Dr. Hubler further testified that it is commonly thought the means whereby a man could become infected with encephalitis is through a mosquito bite. It was not herein established that turkey mites are transfer agents of the virus. Dr. Gabrielsen, who treated claimant at the hospital stated that he could find no evidence of insect bites on claimant. Neither doctor was able to give an opinion concerning how claimant became infected with the disease. Mr. Howard, foreman at the farm, stated that there were "not very many" mosquitoes in the vicinity of the farm. He further testified that no other employees had contracted the disease.
At the conclusion of the evidence, the Industrial Accident Board found that claimant was totally and permanently disabled from a virus infection diagnosed as encephalitis. The Board denied the claim for compensation, however, on the grounds that encephalitis is not classified under the Idaho Occupational Disease Compensation Law as one of the compensable occupational diseases, and because "claimant has failed to prove that his disease with its concomitant disability is in anywise the result of an injury by accident arising out of his employment with the defendant, Big Tom Breeder Farms, Inc." This appeal is taken from the order of the Board denying claimant's claim for compensation.
Claimant's assignments of error, directed primarily at the findings of the Board and its order denying compensation, presents the question of whether claimant established a causal connection between the disability complained of and an accident arising out of his employment with the respondent, Big Tom Breeder Farms, Inc.

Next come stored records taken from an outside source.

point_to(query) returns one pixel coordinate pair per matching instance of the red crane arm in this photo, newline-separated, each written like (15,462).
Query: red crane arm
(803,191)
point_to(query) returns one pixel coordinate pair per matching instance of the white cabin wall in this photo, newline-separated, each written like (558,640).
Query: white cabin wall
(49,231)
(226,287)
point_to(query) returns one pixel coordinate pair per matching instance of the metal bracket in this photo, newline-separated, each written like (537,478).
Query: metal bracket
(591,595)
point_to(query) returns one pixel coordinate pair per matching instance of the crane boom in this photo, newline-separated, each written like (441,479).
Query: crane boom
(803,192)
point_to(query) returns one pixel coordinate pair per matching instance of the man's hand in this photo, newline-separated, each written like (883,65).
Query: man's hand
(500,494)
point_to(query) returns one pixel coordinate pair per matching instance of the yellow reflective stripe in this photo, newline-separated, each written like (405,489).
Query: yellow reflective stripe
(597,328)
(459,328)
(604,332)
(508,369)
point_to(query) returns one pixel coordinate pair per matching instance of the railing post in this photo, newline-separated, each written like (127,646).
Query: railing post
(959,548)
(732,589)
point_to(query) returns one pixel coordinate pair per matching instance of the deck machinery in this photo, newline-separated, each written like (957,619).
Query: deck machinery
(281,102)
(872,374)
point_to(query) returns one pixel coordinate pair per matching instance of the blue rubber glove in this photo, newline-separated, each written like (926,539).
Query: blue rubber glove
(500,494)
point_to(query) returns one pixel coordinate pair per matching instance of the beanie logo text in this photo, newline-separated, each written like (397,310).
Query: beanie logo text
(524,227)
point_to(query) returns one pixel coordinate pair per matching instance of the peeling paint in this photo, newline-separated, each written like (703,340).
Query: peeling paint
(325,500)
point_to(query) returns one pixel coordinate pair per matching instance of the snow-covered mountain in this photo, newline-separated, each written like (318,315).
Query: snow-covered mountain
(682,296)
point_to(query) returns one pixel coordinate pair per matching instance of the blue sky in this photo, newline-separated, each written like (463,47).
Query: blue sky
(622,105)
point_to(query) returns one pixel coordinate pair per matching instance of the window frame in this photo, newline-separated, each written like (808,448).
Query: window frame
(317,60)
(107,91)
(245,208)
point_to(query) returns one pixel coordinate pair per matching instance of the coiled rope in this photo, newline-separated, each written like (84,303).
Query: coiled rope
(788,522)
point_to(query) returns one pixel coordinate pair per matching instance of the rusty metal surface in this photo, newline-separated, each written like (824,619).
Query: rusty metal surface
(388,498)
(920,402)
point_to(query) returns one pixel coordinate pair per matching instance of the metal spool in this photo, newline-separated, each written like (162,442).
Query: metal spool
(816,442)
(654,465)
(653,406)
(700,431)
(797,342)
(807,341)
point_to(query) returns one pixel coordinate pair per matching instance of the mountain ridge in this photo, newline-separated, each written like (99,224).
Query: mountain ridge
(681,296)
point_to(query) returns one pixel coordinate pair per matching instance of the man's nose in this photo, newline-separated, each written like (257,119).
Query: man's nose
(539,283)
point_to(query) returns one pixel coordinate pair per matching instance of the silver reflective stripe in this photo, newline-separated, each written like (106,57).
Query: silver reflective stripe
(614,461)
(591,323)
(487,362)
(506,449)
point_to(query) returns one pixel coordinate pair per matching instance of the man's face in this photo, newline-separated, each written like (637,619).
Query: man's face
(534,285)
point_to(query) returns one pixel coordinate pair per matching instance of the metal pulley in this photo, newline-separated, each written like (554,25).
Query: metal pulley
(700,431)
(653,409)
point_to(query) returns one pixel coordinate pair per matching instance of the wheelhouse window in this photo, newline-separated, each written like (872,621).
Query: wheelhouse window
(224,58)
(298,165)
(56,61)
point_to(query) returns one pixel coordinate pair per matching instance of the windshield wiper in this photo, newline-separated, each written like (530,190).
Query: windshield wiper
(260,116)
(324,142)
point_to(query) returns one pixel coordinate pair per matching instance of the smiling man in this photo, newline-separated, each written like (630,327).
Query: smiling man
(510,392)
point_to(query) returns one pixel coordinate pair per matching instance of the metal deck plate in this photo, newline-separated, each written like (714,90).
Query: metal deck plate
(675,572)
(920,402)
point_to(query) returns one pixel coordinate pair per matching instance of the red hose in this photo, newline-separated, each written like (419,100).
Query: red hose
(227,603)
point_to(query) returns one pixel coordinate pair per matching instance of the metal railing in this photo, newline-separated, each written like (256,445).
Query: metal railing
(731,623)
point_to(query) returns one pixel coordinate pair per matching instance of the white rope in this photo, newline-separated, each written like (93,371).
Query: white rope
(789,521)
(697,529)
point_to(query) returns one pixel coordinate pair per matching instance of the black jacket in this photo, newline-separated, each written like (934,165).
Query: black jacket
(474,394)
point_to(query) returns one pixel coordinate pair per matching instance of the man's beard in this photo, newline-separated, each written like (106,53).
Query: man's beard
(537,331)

A claimant in a workmen's compensation proceeding has the burden of proving compensable disablement. Flasche v. Bunker Hill Company, 83 Idaho 420, 363 P.2d 1024; Darvell v. Wardner Industrial Union, 78 Idaho 309, 302 P.2d 950; Dunn v. Morrison-Knudsen Co., 74 Idaho 210, 260 P.2d 398. Further, a claimant must not only prove that he was injured, but also prove that the injury was caused by an accident arising out of and in the course of his employment. I.C. § 72-201; In re Sutton, 83 Idaho 265, 361 P.2d 793; In re Croxen, 69 Idaho 391, 207 P.2d 537. Thus, claimant was required to establish a probable, not merely a possible, connection between cause and effect to support his contention that he suffered a compensable accident. Orr v. Sunshine Mining Company, 80 Idaho 110, 326 P.2d 386; Darvell v. Wardner Industrial Union, supra. The Industrial Accident Board was correct in its finding that claimant failed to establish a causal relationship between the disability with which he is afflicted and an accident arising out of his employment with the respondent, Big Tom Breeder Farms, Inc.

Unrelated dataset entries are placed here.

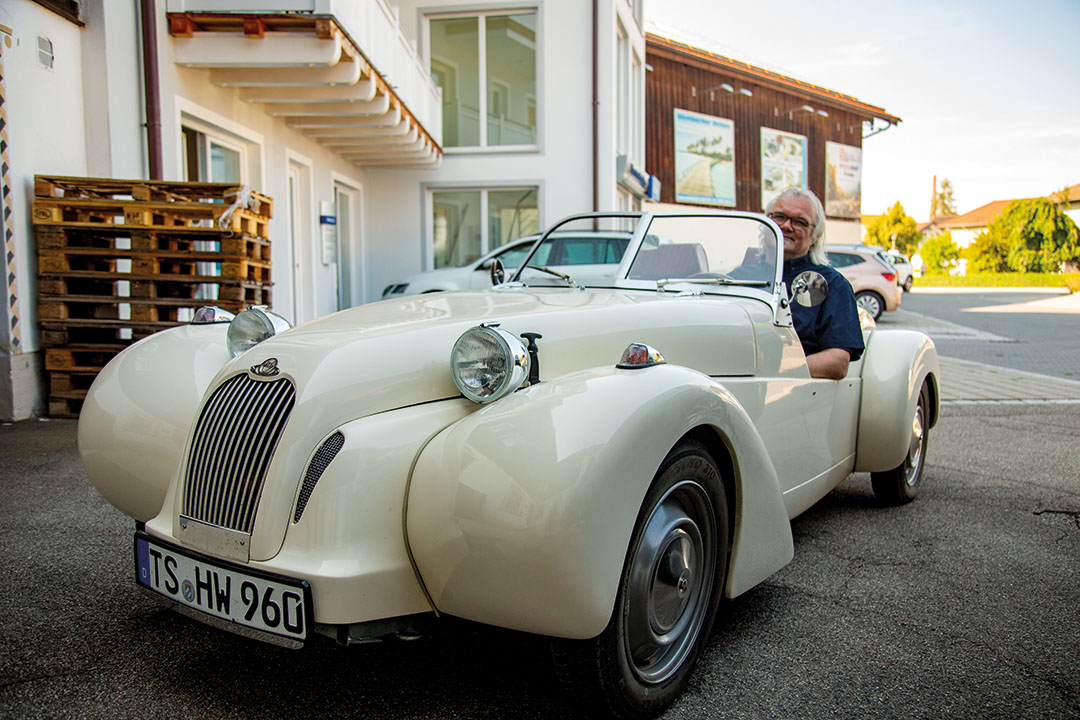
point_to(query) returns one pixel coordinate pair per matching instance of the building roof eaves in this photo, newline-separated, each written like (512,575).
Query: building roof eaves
(771,77)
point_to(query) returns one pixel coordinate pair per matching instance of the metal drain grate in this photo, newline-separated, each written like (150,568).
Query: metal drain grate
(315,470)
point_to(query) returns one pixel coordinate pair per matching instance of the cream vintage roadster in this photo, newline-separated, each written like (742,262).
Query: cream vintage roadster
(601,460)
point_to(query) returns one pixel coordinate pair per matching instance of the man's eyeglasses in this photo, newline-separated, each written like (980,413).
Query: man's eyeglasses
(797,222)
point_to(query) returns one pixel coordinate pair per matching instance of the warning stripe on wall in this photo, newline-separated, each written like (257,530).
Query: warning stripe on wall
(5,209)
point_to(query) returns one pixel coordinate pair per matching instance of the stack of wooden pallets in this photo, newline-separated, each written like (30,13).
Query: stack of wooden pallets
(121,259)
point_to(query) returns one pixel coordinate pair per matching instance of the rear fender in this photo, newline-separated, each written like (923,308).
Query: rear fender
(895,364)
(136,416)
(520,515)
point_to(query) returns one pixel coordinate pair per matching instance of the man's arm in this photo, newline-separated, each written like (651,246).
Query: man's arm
(831,363)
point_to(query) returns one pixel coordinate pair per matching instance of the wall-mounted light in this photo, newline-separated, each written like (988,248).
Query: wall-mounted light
(808,109)
(724,87)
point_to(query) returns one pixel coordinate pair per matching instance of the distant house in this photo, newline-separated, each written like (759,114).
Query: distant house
(966,228)
(726,134)
(1070,197)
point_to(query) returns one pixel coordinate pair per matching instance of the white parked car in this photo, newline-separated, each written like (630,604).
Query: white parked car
(599,464)
(599,254)
(905,275)
(871,274)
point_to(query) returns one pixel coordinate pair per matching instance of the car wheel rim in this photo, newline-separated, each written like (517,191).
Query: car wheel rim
(869,303)
(915,446)
(670,582)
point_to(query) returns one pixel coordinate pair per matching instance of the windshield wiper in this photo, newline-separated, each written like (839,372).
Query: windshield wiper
(563,275)
(661,284)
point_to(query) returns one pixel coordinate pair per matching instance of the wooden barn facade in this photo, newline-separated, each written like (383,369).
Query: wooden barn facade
(726,134)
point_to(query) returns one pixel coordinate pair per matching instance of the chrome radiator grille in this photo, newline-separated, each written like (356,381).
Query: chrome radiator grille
(233,442)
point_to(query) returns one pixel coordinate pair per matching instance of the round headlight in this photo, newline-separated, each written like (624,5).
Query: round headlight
(487,363)
(252,326)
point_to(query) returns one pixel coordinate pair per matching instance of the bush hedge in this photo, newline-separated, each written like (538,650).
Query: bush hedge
(1001,280)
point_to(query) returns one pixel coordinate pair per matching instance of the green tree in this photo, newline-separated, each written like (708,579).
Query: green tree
(987,253)
(939,252)
(1036,236)
(894,226)
(944,204)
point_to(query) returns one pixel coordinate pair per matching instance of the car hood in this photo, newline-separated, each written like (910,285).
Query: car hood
(395,353)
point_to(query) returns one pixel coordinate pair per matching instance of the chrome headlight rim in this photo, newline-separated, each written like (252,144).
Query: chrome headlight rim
(252,326)
(483,378)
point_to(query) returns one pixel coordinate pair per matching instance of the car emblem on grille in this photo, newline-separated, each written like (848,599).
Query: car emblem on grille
(267,368)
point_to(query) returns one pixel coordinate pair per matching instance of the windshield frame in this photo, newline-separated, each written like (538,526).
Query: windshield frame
(643,221)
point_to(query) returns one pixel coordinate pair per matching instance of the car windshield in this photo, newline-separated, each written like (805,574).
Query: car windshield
(705,252)
(590,256)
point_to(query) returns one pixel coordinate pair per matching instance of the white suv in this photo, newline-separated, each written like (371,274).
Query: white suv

Also, the record is barren of any evidence tending to establish that claimant's disability resulted from an "accident" within the meaning of the Workmen's Compensation Law. I.C. § 72-201.

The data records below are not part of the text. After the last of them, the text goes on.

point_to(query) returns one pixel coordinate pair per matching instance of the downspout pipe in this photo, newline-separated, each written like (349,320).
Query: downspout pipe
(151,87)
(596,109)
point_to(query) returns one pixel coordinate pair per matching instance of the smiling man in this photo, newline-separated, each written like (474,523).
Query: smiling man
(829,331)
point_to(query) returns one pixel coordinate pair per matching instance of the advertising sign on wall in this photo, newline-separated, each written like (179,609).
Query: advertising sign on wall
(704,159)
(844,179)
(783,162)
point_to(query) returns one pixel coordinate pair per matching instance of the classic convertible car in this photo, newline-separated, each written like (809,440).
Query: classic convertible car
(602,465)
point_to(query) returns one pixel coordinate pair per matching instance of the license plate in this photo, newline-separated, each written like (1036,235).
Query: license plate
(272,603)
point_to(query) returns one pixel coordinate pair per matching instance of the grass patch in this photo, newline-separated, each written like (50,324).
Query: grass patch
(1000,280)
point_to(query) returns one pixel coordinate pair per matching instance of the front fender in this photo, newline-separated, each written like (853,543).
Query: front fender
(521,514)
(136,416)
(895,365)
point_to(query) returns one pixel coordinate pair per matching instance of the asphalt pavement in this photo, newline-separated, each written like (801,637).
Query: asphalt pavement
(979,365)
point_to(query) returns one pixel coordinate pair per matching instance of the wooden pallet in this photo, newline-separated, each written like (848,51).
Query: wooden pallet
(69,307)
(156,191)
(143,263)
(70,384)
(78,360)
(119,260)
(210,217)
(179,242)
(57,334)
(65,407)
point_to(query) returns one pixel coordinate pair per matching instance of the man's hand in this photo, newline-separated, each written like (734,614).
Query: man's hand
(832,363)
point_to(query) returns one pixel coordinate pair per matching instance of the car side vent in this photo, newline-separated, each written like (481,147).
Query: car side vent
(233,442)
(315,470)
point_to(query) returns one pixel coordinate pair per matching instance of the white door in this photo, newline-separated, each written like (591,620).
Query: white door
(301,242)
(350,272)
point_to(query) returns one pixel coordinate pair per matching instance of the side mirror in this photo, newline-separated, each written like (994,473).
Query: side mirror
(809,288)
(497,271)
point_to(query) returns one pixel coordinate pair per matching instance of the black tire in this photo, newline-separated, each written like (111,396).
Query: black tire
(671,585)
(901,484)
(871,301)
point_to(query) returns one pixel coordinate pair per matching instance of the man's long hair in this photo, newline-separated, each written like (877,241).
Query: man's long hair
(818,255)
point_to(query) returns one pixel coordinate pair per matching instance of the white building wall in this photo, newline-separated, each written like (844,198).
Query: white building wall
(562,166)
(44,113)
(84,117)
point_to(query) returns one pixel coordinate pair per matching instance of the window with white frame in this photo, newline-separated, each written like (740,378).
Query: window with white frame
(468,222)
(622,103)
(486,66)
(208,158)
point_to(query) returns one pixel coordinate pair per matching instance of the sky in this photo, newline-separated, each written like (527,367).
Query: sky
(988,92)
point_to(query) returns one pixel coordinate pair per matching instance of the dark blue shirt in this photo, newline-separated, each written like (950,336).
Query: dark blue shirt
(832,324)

Both doctors who treated claimant for his malady stated that he was suffering from a virus encephalitis, the precise etiology of which they were unable to determine. While Dr. Hubler stated it is commonly thought that the means whereby a man can become infected with encephalitis is through a mosquito bite, Dr. Gabrielsen, who treated claimant after his arrival at the hospital, stated that he could find no evidence of insect bites on claimant. Both Dr. Hubler and Dr. Gabrielsen testified that they did not know which virus claimant was suffering from and how he had contracted the virus.
The order of the Industrial Accident Board is affirmed.
Costs to respondents.
KNUDSON, C.J., and McFADDEN, TAYLOR and SMITH, JJ., concur.